A fog gently blurred everything that night, brought on by the heatwave, and off the coastline could be made out what might have been Fitzgerald's green light, urging us onward, but here ominously blinking red.

Sure, much has changed on the South Fork in those 23 years, but, funnily enough, it wasn't until rousing out of the pandemic's cloistering and venturing again into the former farm fields of Water Mill that the full horror registered — the uniformity and sheer size of new home construction.

How could any one family require so much space, you may well ask? Answer: They don't. Nor the punch-pad security gates. Nor the tall, lot-obscuring greenery.

We know, we know, it's all been said before. And yet it must be said again: How 'bout that Farrellized Bridgehampton Main Street! For this suburban unsightliness we lost the stately Elaine Benson Gallery (formerly the J.C. Sayre building) and the Wallace Halsey house just to the west?
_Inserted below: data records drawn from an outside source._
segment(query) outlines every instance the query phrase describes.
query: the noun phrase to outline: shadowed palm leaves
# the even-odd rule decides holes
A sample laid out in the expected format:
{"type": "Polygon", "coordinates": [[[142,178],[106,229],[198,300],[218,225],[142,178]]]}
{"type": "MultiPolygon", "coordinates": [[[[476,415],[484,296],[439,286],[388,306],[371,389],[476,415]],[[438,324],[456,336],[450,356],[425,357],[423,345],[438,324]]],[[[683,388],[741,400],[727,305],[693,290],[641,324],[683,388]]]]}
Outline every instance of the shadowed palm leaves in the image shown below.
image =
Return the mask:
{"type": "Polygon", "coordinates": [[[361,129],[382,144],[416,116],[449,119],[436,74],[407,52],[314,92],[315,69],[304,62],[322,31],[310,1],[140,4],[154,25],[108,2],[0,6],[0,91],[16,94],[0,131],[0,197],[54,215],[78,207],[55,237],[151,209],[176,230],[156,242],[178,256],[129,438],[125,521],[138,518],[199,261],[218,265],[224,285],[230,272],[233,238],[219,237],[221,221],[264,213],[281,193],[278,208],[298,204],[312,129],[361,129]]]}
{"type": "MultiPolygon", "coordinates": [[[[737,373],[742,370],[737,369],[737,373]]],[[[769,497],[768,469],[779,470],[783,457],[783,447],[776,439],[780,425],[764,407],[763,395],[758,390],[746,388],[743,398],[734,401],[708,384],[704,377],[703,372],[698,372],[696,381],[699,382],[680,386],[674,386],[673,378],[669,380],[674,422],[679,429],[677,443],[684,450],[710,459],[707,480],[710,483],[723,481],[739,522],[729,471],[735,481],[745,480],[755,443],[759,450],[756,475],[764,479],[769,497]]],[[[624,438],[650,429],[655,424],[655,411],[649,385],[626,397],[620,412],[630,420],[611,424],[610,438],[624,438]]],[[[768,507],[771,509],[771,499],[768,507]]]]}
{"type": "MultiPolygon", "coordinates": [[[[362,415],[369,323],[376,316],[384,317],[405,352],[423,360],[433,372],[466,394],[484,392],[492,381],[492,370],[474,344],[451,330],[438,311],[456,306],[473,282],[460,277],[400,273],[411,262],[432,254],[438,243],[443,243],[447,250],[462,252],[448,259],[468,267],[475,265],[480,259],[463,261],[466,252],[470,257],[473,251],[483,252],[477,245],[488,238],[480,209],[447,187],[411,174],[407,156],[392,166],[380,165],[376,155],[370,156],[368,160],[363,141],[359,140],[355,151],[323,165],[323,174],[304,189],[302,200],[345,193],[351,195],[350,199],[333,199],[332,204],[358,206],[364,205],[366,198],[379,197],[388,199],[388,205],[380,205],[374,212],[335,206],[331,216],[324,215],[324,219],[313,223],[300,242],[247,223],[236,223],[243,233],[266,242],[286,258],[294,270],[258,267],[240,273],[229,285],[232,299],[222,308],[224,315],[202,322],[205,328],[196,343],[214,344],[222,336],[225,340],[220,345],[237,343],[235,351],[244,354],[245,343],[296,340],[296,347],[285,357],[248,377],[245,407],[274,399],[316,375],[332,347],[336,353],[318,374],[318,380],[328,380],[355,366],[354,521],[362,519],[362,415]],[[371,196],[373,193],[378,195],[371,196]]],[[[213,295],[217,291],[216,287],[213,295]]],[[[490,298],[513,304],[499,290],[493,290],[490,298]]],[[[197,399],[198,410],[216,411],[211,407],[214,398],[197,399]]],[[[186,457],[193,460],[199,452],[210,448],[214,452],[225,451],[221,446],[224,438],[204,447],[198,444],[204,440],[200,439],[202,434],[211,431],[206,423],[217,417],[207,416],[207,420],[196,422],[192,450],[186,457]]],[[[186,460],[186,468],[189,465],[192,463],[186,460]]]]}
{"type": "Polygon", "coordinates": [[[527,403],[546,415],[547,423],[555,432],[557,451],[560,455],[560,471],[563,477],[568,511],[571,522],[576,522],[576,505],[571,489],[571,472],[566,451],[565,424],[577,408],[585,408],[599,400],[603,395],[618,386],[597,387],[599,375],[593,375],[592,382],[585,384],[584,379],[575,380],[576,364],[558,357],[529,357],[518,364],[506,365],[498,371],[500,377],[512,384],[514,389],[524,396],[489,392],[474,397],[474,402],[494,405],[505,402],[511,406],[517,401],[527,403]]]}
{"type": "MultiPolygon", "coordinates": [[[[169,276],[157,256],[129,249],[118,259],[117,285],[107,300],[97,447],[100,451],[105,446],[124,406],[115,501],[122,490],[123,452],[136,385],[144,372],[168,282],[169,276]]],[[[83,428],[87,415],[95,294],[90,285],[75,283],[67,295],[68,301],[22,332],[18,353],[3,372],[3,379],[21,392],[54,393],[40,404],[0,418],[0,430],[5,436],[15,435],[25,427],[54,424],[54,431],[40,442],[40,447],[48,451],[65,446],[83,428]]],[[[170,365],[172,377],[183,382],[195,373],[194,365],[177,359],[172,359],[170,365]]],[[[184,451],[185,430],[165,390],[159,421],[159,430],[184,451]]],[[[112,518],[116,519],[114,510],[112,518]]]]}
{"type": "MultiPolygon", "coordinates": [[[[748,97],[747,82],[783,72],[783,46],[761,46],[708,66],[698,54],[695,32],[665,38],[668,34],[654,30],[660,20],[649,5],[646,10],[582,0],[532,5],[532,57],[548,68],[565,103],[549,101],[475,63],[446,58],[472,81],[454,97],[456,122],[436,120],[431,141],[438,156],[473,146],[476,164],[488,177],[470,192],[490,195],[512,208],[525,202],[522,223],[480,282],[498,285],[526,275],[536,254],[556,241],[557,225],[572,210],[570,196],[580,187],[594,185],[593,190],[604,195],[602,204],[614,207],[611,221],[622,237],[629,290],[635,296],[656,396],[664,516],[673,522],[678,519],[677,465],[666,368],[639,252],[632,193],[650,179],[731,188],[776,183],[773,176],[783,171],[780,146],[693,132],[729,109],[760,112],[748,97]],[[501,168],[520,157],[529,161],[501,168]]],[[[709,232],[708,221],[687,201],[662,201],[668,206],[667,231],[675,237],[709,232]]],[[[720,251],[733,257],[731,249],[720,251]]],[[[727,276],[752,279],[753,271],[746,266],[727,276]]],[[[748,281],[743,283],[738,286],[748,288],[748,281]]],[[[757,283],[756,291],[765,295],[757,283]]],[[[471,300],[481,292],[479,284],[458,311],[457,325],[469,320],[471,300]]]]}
And to the east, at the Founders Monument, why is there a medical center in a fake Greek Revival structure ham-handedly made to look historical, as if to fit in?

It's axiomatic you don't go faux in that situation, thus diminishing the nearby old red-brick Starbucks building, the old if remodeled Topping Rose House, the old and hugely columned Nathaniel Rogers House, and the old whitewashed Almond restaurant across the street. No, you go new, as a contrast, as was done with the successful glass-box addition to the back of the John Jermain Library down the Turnpike.

Unless, that is, instead of another clinic the Beebe Windmill could've been moved up Ocean Road to that intersection. What a hamlet-changer that would've been. But I guess no one thought of it at the time.

Oh hell. The beaches are still nice.